La chanteuse et pianiste Cléa Vincent sera, ce dimanche (17 h 30), avec l’artiste brésilienne Marissol Mwaba, l’une des premières invitées du « Club », un nouveau concept de rendez-vous artistique intimiste imaginé par La Condition Publique à Roubaix. Après un quatrième album, « Advitam Æternamour », sorti en 2024, cette digne représentante de la nouvelle scène pop française a décidé de revenir aux sources avec un projet plus instrumental, concrétisé par la sortie de l’EP Speakeasy.
Dimanche, au sein du « Club » de la Condition Publique, vous allez proposer un concert un peu comme si vous veniez jouer dans le salon des gens. Est-ce le genre de format intimiste que vous aimez expérimenter ?
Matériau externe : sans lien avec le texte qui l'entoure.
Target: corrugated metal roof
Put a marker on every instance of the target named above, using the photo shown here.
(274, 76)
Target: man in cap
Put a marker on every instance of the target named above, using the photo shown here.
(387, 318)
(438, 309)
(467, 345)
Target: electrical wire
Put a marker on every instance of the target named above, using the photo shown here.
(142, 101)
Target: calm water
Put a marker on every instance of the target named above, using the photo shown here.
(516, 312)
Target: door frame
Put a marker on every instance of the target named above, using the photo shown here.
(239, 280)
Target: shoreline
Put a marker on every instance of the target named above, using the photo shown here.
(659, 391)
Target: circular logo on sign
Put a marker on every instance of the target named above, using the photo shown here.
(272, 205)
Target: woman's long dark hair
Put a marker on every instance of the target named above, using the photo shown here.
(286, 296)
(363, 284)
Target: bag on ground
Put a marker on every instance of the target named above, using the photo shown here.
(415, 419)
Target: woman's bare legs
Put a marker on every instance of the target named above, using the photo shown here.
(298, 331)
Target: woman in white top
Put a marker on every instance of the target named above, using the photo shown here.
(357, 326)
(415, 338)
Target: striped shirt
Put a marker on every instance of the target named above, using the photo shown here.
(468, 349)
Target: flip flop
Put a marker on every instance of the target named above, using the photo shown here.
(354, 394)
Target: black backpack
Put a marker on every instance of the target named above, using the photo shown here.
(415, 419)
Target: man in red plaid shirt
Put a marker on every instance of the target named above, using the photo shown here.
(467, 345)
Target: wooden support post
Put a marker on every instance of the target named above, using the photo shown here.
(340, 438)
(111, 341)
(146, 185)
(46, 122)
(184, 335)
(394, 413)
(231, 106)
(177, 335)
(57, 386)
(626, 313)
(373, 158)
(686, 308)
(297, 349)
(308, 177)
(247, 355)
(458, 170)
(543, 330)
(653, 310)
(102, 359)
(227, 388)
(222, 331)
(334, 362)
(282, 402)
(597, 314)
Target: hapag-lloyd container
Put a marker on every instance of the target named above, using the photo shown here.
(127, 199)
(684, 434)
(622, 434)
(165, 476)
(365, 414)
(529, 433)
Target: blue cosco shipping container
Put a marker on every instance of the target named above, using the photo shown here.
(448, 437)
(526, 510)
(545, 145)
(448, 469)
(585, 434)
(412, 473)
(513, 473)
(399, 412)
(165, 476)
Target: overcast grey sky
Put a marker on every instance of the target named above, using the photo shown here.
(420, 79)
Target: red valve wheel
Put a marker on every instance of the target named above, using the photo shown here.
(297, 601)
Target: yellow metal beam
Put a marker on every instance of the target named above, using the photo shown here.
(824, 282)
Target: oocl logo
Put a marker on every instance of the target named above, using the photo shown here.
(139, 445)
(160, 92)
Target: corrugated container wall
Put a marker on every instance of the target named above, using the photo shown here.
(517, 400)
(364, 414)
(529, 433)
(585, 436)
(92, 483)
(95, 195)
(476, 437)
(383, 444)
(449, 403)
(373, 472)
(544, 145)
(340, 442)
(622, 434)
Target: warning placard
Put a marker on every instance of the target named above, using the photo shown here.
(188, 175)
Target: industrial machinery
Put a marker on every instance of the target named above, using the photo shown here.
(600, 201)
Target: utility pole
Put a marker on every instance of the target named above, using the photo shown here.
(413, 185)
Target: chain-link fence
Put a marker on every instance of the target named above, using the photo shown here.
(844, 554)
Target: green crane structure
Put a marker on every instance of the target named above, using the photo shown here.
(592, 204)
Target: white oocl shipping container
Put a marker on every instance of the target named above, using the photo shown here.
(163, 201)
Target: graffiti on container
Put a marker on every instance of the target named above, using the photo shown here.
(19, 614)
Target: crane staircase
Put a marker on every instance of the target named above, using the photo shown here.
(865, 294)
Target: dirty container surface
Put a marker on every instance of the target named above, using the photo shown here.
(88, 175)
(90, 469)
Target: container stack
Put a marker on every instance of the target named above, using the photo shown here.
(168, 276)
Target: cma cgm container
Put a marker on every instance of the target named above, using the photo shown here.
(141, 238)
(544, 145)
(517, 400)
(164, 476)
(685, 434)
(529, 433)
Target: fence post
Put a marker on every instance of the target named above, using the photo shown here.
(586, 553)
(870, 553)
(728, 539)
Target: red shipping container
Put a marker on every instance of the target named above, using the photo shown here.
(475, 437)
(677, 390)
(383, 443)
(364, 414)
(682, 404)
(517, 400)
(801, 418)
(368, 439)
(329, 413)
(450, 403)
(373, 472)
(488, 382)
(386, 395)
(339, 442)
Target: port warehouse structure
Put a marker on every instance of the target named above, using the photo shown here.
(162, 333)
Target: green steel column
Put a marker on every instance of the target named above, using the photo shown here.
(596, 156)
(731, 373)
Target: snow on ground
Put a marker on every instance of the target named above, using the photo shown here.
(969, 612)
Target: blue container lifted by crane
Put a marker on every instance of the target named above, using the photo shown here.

« Pour être franche, j’étais plutôt adepte des clubs, avec du public debout, du gros son, mais j’avais envie de m’éloigner un peu de ça avec ce projet plus instrumental. J’adore aussi le jazz, les ambiances cosy. J’ai une culture house-électro, mais j’aime aussi être avec des musiciens. J’avais demandé à mon tourneur s’il pouvait me trouver des dates avec un vrai piano.
La vie nous fait souvent faire des boucles : on est obligés de se réinventer, les cartes sont redistribuées. J’avais basculé vers l’électro, mais je reviens un peu à mes premiers pas, en étant une autre femme. C’est un peu comme dans un jeu vidéo, où l’on doit rejouer le même niveau, notre personnage repasse par le même chemin mais en allant un peu plus vite. »
Vous avez sorti l’album Advitam Æternamour en 2024, puis l’EP Speakeasy, un projet plus instrumental. Allez-vous donner un aperçu de chacun lors de ce concert à Roubaix ?
« On a préparé ces concerts en bossant 45 morceaux. J’ai eu l’audace de dire à mes musiciens, que je connais quand même depuis douze ans, que je n’allais pas faire de setlist et qu’on allait piocher un peu sur le vif, presque au hasard. C’est un peu aventureux, car les musiciens aiment avoir une conduite claire, mais on se connaît tellement bien. Il y aura un peu de tout, des titres aussi des EP Tropi-Cléa et sans doute même un morceau que l’on a adapté de Los Fanfarons, un autre de mes projets. »
Vous avez déjà eu l’occasion de venir souvent dans le Nord. Qu’attendez-vous de ce rendez-vous ?
« J’adore venir ici. J’aime l’ambiance de la ville, ces briques rouges. J’ai joué récemment au Bulle Café. Les gens du Nord sont très avenants, ils viennent parler après les concerts. Je connais quelques artistes comme Stella Plage et Quantum Quantum, avec qui j’ai collaboré. Je trouve que le public est à l’avant-garde. Il est averti, attentif, curieux… Il y a chez vous la richesse culturelle de Paris, sans le côté ultra-pressé. Et puis il y a un vrai rapport à la fête. »
Cléa Vincent, ce dimanche 8 février (17 h 30) à La Condition Publique à Roubaix.